A: Typical loading is 0.1–0.5 parts per hundred resin (phr) of silicone base polymer. For 1K moisture-cure sealants, 0.2–0.3 phr provides a balance of 6–12 hour tack-free time and acceptable pot life. For 2K systems cured at 60–80 °C, 0.3–0.5 phr delivers faster network densification without adversely affecting optical clarity or adhesion.

+Q: Why is China’s TiCl₄ supply position relevant to Ti(acac)₂ pricing?

A: China produces over 60% of global TiCl₄, the direct precursor to titanium isopropoxide and subsequently Ti(acac)₂. TiCl₄ production is energy-intensive; Chinese electricity tariff adjustments, Cl₂ supply tightness, and environmental inspections in Sichuan/Yunnan directly translate into upstream cost pressure that propagates to chelate pricing within one or two quarters.
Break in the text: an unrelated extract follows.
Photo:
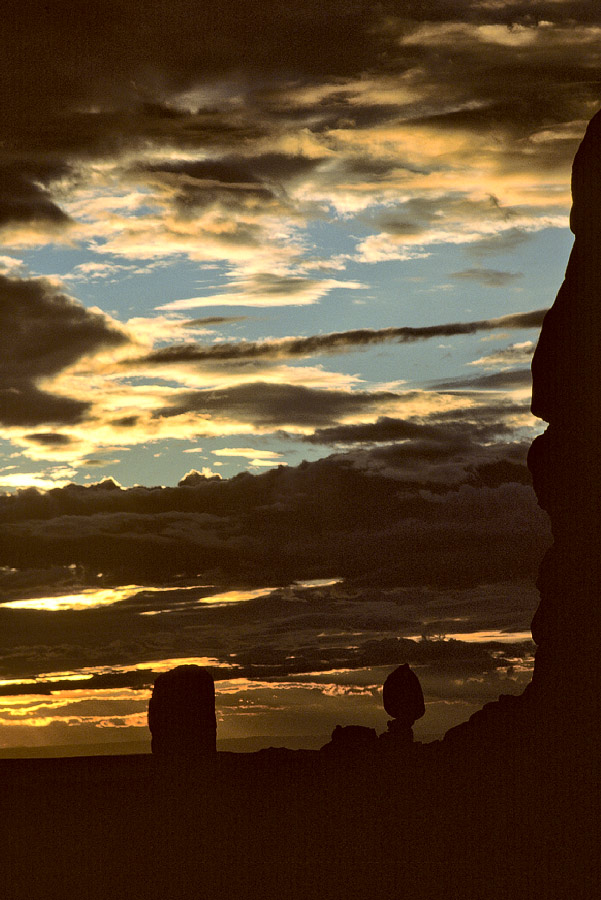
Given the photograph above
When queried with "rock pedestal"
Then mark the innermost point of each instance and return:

+Q: How should Ti(acac)₂ be stored to prevent degradation?

A: Ti(acac)₂ should be stored in sealed containers under dry nitrogen blanket at 5–25 °C, away from moisture and protic solvents. Water content must remain below 200 ppm (Karl Fischer); hydrolysis produces TiO₂ precipitate, which is irreversible. Shelf life is 12 months under recommended conditions. Opened drums should be resealed with desiccant-breather vents.

+Q: What is the regulatory status of Ti(acac)₂ versus organotin silicone catalysts?

A: Titanium acetylacetonate is not subject to SVHC (Substances of Very High Concern) restrictions under REACH, unlike dibutyltin (DBTDL) and dioctyltin compounds, which face progressive restrictions across the EU and UK. Formulators in construction and automotive sectors are actively replacing tin catalysts with Ti(acac)₂ to maintain EU market access without reformulation risk on each regulatory cycle.